Но она забрала себе в голову - еще как забрала! Глядя на играющих в траве внуков, говорила с жалостью: «Думаешь, они вспомнят когда-нибудь этот день, это солнце, греющее им спинки, пух одуванчиков на губах? Неужели забудут всё - свои игрушки, наши голоса и лица, сказки на ночь? Всё это наглухо отсечется, и они уж не сумеют оглянуться так далеко назад - на блаженные дни начала жизни, вспомнить себя детьми».
Он тогда промолчал. Да и что тут скажешь. Ведь, правда, ничего нам от тех лет, где все закладывалось, не остается. Так, осколки никчемные. Нет-нет, да и кольнет память: отражение ветки в луже, бабочка, косо легшая на цветок, синие колодцы в небе после дождя - словно подсвеченные вспышкой, явятся как привет из незапамятного далека, одарят внезапной уверенностью: это уже было, я это видел раньше. И тщетно маешься потом: когда видел, где - не в силах вспомнить, но зачем-то стараясь удержать в себе хоть тень того богатого и сложного, когда-то бывшего твоим, давно исчезнувшего мира.

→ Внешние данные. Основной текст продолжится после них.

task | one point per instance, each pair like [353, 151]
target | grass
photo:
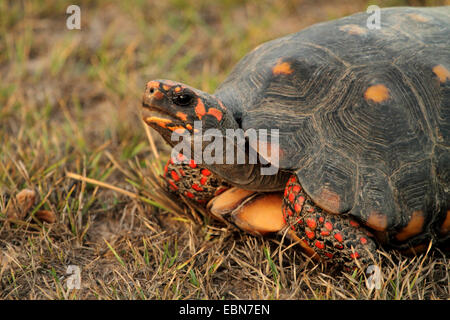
[68, 117]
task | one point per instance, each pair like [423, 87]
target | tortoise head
[175, 109]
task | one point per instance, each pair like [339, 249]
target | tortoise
[358, 130]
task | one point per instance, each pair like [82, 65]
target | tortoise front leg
[337, 238]
[186, 178]
[253, 212]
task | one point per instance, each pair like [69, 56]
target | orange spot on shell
[353, 29]
[157, 95]
[181, 115]
[413, 227]
[189, 194]
[442, 73]
[282, 68]
[174, 176]
[319, 245]
[310, 234]
[329, 200]
[178, 129]
[338, 237]
[377, 221]
[377, 93]
[215, 113]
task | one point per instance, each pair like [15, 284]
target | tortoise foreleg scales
[337, 238]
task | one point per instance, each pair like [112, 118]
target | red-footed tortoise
[364, 135]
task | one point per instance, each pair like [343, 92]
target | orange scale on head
[215, 113]
[181, 115]
[377, 93]
[200, 110]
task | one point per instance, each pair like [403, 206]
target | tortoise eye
[183, 98]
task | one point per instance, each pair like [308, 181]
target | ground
[69, 102]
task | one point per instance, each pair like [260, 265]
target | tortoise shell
[363, 116]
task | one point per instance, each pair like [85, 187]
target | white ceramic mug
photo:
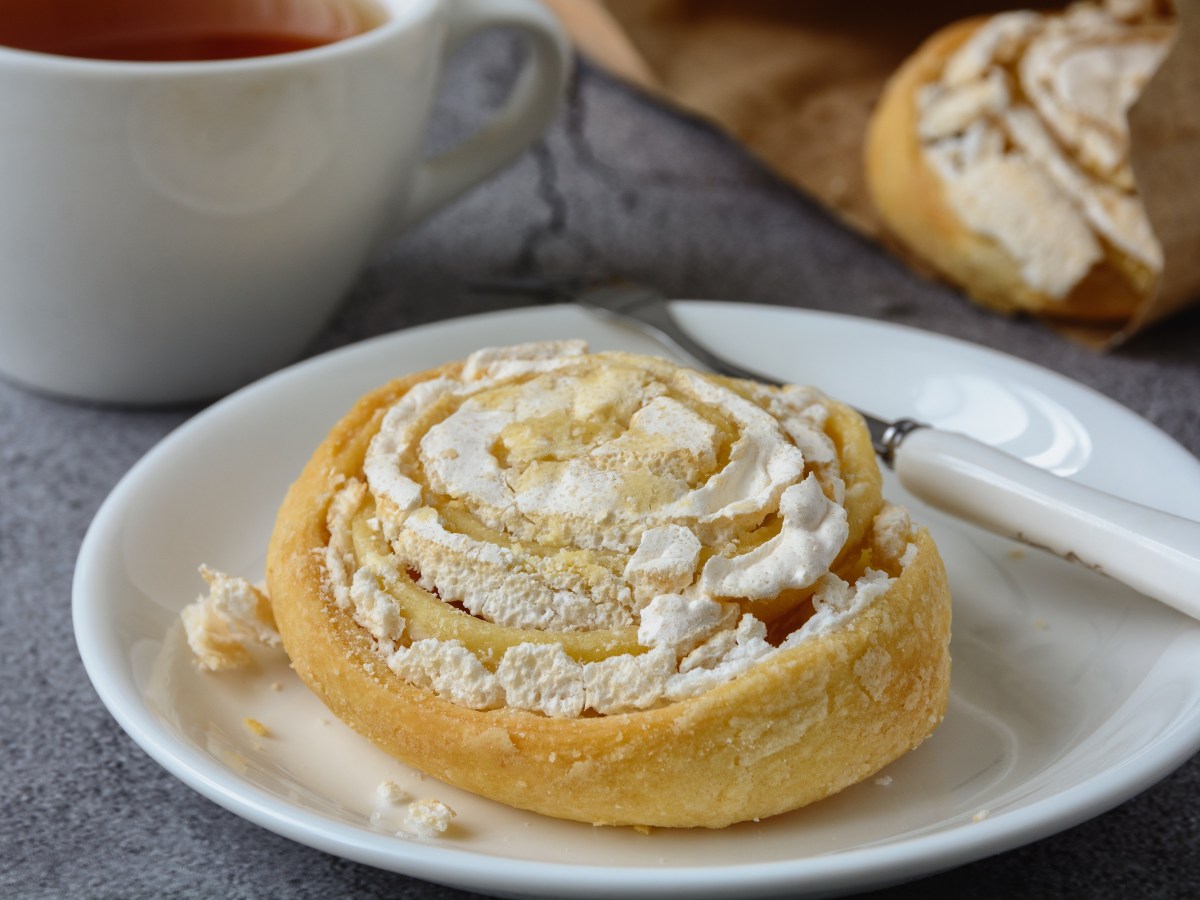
[171, 231]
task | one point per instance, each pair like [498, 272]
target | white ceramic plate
[1069, 694]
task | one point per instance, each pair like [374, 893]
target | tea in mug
[180, 30]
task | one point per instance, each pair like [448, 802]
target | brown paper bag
[796, 84]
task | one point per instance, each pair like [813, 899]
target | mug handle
[532, 106]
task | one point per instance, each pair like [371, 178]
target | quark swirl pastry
[612, 589]
[1000, 155]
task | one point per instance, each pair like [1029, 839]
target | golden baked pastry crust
[911, 201]
[810, 721]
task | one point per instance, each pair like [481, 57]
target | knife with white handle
[1153, 552]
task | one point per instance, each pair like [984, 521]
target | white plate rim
[843, 870]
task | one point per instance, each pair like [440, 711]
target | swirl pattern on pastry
[539, 541]
[1000, 154]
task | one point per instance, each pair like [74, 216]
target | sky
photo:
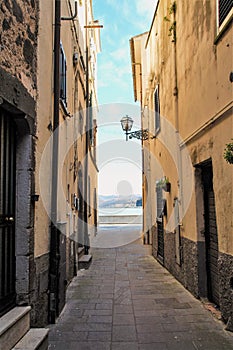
[121, 20]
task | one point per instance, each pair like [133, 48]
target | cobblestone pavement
[128, 301]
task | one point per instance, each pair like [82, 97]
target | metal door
[159, 222]
[7, 212]
[211, 236]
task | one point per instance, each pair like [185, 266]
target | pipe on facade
[54, 234]
[86, 237]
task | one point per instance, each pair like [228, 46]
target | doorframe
[201, 228]
[21, 107]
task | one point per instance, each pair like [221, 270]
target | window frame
[221, 27]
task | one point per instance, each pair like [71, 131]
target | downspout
[54, 234]
[86, 237]
[176, 106]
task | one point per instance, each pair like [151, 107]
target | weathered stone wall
[225, 263]
[18, 39]
[187, 271]
[39, 295]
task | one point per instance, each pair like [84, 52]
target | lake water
[119, 211]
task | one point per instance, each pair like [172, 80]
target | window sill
[222, 29]
[64, 108]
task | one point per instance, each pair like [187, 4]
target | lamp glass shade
[126, 123]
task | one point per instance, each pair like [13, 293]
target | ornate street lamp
[127, 123]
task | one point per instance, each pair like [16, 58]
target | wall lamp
[127, 123]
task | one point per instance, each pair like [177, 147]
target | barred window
[224, 8]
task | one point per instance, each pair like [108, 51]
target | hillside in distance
[116, 201]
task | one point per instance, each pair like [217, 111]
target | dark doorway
[7, 212]
[211, 234]
[159, 222]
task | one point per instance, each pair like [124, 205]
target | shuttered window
[224, 8]
[63, 76]
[157, 110]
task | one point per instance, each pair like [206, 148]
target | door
[211, 235]
[159, 221]
[7, 212]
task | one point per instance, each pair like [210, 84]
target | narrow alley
[127, 300]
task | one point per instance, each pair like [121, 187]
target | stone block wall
[18, 40]
[225, 263]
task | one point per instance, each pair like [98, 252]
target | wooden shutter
[224, 7]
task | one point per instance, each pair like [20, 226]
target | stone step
[13, 326]
[85, 261]
[34, 339]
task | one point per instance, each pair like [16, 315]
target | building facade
[182, 74]
[48, 138]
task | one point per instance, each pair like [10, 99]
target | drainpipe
[86, 237]
[54, 234]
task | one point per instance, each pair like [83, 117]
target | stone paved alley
[127, 301]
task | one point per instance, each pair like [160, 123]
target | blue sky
[121, 20]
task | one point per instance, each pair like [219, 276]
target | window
[224, 9]
[157, 110]
[63, 75]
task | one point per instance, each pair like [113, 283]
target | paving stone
[100, 336]
[127, 300]
[123, 319]
[125, 346]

Вот недавно Анна что-то искала в коробке с мелкими перламутровыми пуговками «под жемчуг», они сухо шуршали и перекатывались под быстрой белой рукой. А ему вдруг неодолимо, как воздуху глотнуть, захотелось услышать запах мелких, с горошину, леденцов - маминых монпасье. Нежно-розовые, желтенькие, мятно-зеленые, упоительно пахнущие фруктовыми эссенциями - они вот так же скатывались с женской ладони в нарядную бело-голубую бонбоньерку с нарисованным на крышке парусником «Королева Мэри» - крутобоким и полногрудым как обольстительная женщина. Он смотрел на эмалевые волны и мечтал очутиться там - на палубе бригантины под ветром и солнцем, плыть к неведомым островам. А жестянка тем временем наполнялась гремучими матовыми конфетками. Он заранее предвкушал на языке их шелковистую сладость с тонкой яблочной или лимонной кислинкой. Тотчас вспомнилась ему мать, ее любовь к нему, и те горячие шаловливые набеги - «ох, и зацелую сейчас, ох и затискаю!» - которых он дурачок так стеснялся, выкручивался, отталкивал обнимающие руки, убегал. И себя вспомнил: верткого, прыткого, подвижного, с беспричинными приступами жеребячьей радости и веселости, упруго толкавшей под коленками. Даже не верилось, что когда-то он был таким.
Самое странное, думает Иманд, что в неузнаваемо изменившемся теле продолжает жить всё то же «я». Конечно, он уж не тот, что был в детстве, и, однако же, ясно ощущает, что его «я» осталось неизменным с того мгновения, как он помнит себя, и пребудет таким до последней минуты. Маленькое гордое «я» существует вне возраста, вне всех его желаний и житейских обстоятельств, и проходит через бытие, оставаясь внутренне неизменным - самим собой. Остается лишь удивляться ощущению тождественности этого «я» в мальчике и зрелом мужчине, чье сходство едва угадывается, а чувства, убеждения, взгляды на себя и на мир различаются так же сильно, как два его портрета шести и шестидесяти лет.
----------------------------------
Кабурек* - водяной в Чехии
Бумажные копии снимков** - в отличие от наших фотореалий, где бумага во многом уступила «цифре», у них этого не произошло из-за отличий в технологиях. Там нет плоских цифровых изображений (ни фото, ни видео) - только объёмные, типа 3D. А обычные фотографии на бумаге - что-то вроде модного ретро, примерно как у нас винил. Домашние архивы принято хранить в бумажных копиях.